The last 45 minutes has gravitas, fantastic scenes, and a real message, and is easily 4 out of 5 stars. However, I can't overlook the first 105 minutes, and it's unlikely I would want to watch the film again because of them.
1001 movies to see before you die. A sobering WWI drama with a fun 20s feel and cast.
The Big Parade is overlong, not entirely involving and sometimes not as well constructed, but it is a very good anti-war film with excellent action sequences, beautiful cinematography with some wonderful imagery and excellent direction and acting. But the highlights were those romantic scenes which were heartwarming, funny and immensely charming.
What a movie! What a storytelling, what a love story! And those nightmarish battle scenes. Watching this movie you keep thinking what's happened to the modern cinema. They just don't make movies like that anymore.
A wonderful film on its own merits and one that is a must-see for any fans of classic cinema. What makes the movie work so well is the relationship between the three main characters. The actors all manage to convey a fully three-dimensional bond that is funny, heartwarming, and gut-wrenching. Their onscreen energy is magnetic and, despite having to overact to compensate for a lack of sound, hardly comes across as silly. One other thing that needs to be said is the sheer size of this film. The battle scenes in this are huge and surprisingly brutal. This can be a very violent movie when it needs to be and its sudden bursts are very jarring but effective. One can easily see where many war movies, from All Quiet on the Western Front to Saving Private Ryan, took their visual and storytelling cues. This is a war film that, unfortunately, seems to be largely forgotten by the general public and it shouldn't be. Let it be celebrated.
Who'd like it: Film buffs will surely be engrossed. If you're looking for something for action-packed, then this isn't for you.
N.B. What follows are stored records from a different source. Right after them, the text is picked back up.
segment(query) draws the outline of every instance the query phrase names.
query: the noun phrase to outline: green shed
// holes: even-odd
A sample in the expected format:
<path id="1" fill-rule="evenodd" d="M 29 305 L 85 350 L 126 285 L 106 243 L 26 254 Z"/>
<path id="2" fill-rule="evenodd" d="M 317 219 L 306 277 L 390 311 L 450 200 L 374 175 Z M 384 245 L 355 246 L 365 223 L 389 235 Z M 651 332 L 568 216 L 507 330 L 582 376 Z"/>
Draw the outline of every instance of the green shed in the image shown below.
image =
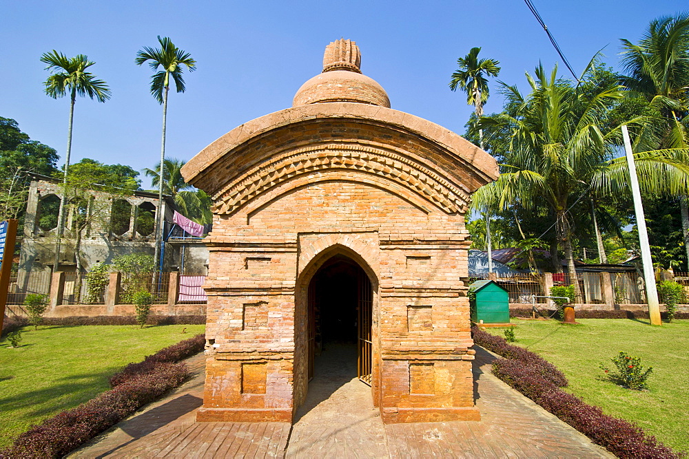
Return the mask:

This is an extraordinary silent picture--2 hrs., 21 min. in length!--that is amazingly accurate in its depiction of the US army in WWI. It accurately depicts the horrors of war. Keep in mind it was filmed in 1925 only seven years following the Armistice! The version I saw on TCM was beautifully restored in HD and with a beautiful orchestral score. Don't miss it, if you get the chance to see this film. It was the most popular film of 1925 (there were no Academy Awards then). It was filmed at Kelly Field, the army base near San Antonio, the same location as the other great silent film Wings, the first Oscar winner.